Leading US fund will urge investors to withhold votes

The California State Teachers’ Retirement System (CalSTRS), the $188.8bn (€166bn) US pension giant, has made a stark warning to companies which try to thwart shareholder proposals on nominating directors, saying it will urge fellow shareholders to join it in withholding their votes from the companies’ directors.

It is the latest intervention into an increasingly intensified debate around shareholder ‘proxy access’ proposals sparked by a decision by the Securities Exchange Commission (SEC) to review the process after activist James McRitchie filed a proposal on nominating directors at retailer Whole Foods.

That led to corporate lobby group the Business Roundtable to say the SEC’s review could force companies into litigation around the issue. This was followed by the Council of Institutional Investors (CII), the US-based association of pension funds, endowments and foundations, saying investors would hold company boards “accountable” if they took this step.

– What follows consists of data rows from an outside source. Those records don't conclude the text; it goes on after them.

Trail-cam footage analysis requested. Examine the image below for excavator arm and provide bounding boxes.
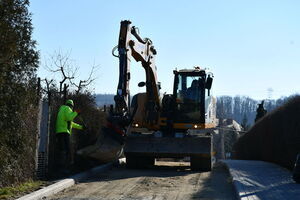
[113,20,160,126]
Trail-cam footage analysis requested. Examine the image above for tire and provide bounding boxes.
[190,156,211,172]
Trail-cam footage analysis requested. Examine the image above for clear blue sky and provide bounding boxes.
[30,0,300,99]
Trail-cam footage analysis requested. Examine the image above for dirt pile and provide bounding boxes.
[235,96,300,169]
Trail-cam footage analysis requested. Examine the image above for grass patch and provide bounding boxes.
[0,180,44,199]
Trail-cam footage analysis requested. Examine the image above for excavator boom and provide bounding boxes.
[114,20,160,125]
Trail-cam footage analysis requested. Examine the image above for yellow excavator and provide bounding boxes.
[108,20,216,171]
[82,20,216,171]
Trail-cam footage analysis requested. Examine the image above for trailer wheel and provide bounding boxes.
[126,155,155,169]
[126,155,137,169]
[190,156,211,172]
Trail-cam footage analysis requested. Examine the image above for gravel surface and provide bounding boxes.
[47,161,236,200]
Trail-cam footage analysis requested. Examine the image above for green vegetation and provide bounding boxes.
[0,0,39,187]
[0,180,44,199]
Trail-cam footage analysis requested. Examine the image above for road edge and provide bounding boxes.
[219,160,241,200]
[16,158,125,200]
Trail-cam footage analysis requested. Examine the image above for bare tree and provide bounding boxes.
[45,51,99,95]
[70,64,98,94]
[45,51,78,94]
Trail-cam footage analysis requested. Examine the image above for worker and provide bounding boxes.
[55,99,84,169]
[255,101,267,122]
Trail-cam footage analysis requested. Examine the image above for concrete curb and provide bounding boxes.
[220,160,241,200]
[222,160,300,200]
[17,158,125,200]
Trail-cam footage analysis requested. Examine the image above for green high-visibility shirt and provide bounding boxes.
[55,105,82,135]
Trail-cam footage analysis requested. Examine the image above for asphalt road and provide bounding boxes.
[47,161,236,200]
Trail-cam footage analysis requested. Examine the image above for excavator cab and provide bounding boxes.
[173,67,213,129]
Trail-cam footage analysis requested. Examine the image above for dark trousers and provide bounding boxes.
[56,133,70,168]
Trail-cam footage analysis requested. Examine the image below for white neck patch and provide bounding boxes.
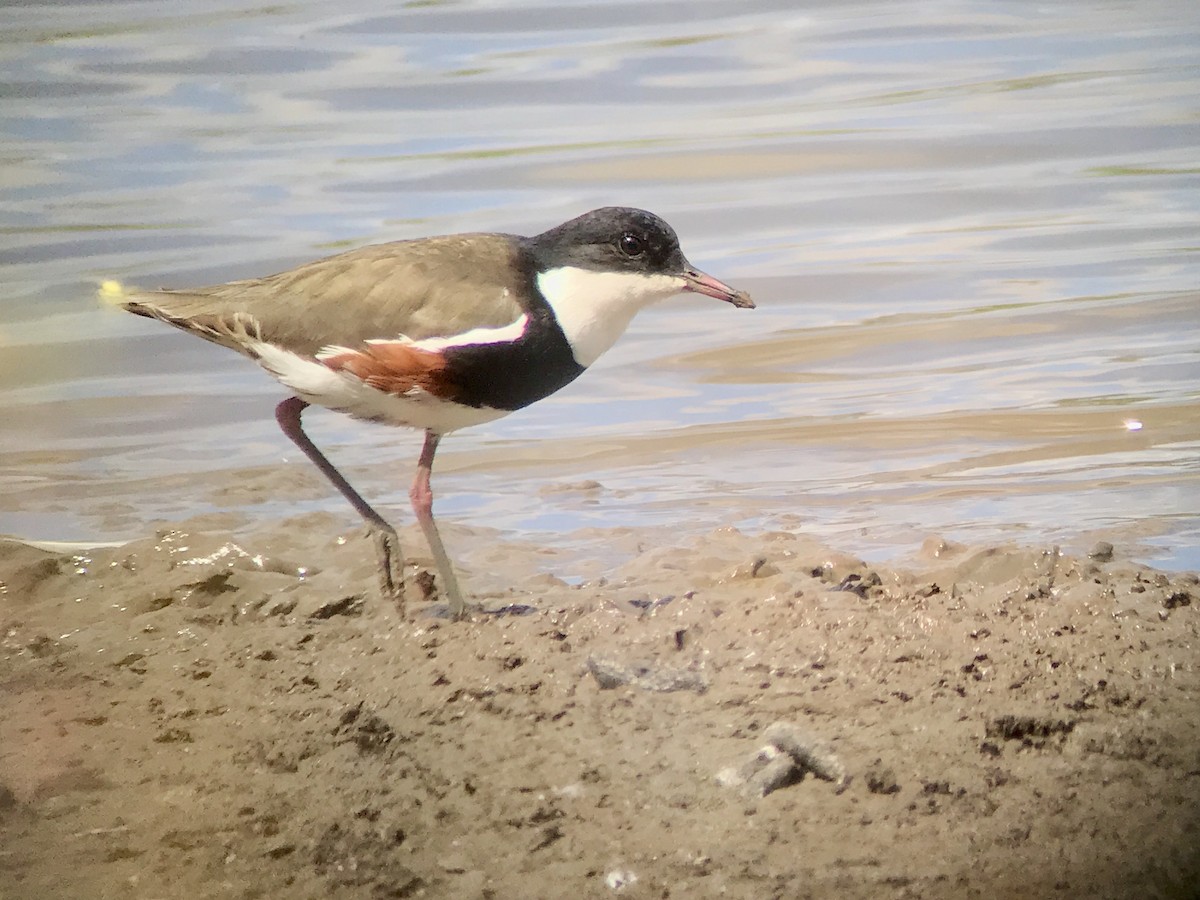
[538,265,686,368]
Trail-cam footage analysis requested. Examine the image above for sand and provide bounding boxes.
[0,515,1200,899]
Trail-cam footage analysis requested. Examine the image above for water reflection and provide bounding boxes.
[0,0,1200,566]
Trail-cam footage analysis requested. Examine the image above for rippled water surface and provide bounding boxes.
[0,0,1200,568]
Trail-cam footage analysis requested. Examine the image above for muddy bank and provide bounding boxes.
[0,516,1200,898]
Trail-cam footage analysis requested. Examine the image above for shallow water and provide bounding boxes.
[0,0,1200,568]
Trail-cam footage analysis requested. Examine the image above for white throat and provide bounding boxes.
[538,265,686,368]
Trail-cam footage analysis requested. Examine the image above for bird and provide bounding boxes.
[119,206,754,619]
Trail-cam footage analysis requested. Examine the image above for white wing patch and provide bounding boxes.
[538,265,686,368]
[247,340,509,434]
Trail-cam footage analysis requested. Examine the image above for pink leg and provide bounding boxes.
[408,431,467,619]
[275,397,405,614]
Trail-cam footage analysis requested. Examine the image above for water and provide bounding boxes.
[0,0,1200,568]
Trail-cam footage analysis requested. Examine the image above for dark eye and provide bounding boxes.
[617,232,646,259]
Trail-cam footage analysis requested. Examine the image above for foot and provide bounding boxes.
[367,524,404,616]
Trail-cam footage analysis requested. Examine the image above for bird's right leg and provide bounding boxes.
[275,397,404,614]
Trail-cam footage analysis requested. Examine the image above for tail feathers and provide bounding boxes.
[103,281,263,359]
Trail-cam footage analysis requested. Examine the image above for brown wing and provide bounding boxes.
[122,234,524,355]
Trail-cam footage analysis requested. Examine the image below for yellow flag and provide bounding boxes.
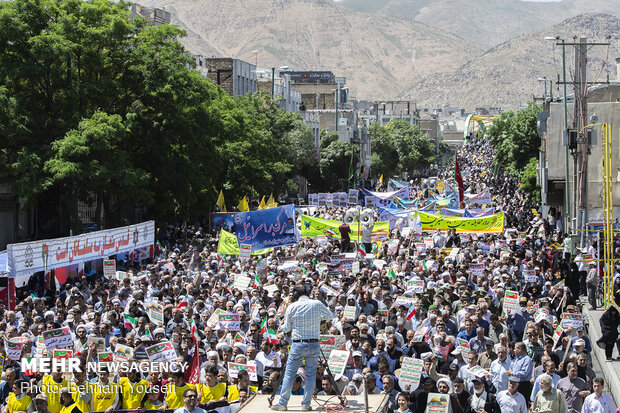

In the latest development, CalSTRS says it will support any shareholder proposal that allows shareholder groups owning 3% of company stock for three years (“three-and-three”) to make board director nominations and try to persuade other shareholders to join it in withholding their votes from directors who try to exclude or pre-empt such proposals.
Anne Sheehan, CalSTRS’ Director of Corporate Governance, said: “Our intention is to oppose any proxy access proposal with a structure more onerousthat three-and-three ownership by a group of shareholders.” The giant fund reckons three-and-three is the “appropriate threshold for proxy access”.

This has been the basis of New York Comptroller Scott Stringer’s proxy access campaign that has seen him file proxy access proposals at 75 companies, under the ‘Boardroom Accountability Project’ banner.

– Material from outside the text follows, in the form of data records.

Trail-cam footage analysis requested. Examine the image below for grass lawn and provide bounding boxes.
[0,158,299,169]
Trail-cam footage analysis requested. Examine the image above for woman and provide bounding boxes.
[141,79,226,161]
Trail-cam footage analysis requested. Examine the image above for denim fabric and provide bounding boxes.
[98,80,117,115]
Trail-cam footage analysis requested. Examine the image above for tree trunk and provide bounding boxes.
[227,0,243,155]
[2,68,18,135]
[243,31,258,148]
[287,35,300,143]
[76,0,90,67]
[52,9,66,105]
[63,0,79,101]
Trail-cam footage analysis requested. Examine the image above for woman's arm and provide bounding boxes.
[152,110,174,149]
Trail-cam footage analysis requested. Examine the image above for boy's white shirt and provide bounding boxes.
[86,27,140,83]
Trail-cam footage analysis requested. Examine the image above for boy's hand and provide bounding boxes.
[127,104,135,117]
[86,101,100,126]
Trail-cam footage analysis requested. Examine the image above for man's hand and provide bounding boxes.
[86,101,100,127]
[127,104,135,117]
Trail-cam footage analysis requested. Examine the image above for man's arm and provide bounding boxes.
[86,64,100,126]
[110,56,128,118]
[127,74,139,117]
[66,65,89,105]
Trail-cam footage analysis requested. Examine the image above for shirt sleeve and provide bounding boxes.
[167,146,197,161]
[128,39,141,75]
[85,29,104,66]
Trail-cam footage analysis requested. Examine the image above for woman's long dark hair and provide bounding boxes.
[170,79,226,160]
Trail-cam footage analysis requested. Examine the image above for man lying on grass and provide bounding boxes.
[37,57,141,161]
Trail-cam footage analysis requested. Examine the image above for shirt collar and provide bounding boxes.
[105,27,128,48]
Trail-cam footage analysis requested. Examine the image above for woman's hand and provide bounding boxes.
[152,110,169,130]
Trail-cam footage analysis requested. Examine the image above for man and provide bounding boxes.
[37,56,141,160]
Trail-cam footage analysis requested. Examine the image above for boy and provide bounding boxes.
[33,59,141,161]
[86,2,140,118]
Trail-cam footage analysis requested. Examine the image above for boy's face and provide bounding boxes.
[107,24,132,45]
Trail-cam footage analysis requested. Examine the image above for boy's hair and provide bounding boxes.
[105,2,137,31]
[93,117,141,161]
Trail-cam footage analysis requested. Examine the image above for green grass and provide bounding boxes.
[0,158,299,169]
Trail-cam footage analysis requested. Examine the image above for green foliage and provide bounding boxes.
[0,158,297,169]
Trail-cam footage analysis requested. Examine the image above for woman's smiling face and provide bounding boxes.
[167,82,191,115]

And it appears the campaign is becoming an influence with corporates, with industrial giant General Electric (not targeted by BAP) announcing in a filing that it will allow a group of up to 20 shareholders who own more than 3% of the company’s stock for at least three years to nominate up to 20% of the board’s directors.

Speaking to Reuters, Stringer said: “GE just taught corporate America a lesson in what a responsive board looks like. Voluntarily implementing proxy access is a sign that the push for a significant voice in the boardroom is breaking through.”

The whole issue will be the topic of an open roundtable at the SEC next week. Earlier this week, Keith Higgins, Director at the Securities and Exchange Commission’s Division of Corporate Finance, said the SEC had heard concerns that company managements could “continue year after year” to come up with slightly different proposals from those filed by shareholders solely to keep shareholders’ resolutions from AGM agendas. “While we have not yet seen this concern materialize, it is certainly not beyond the realm of possibility,” he said.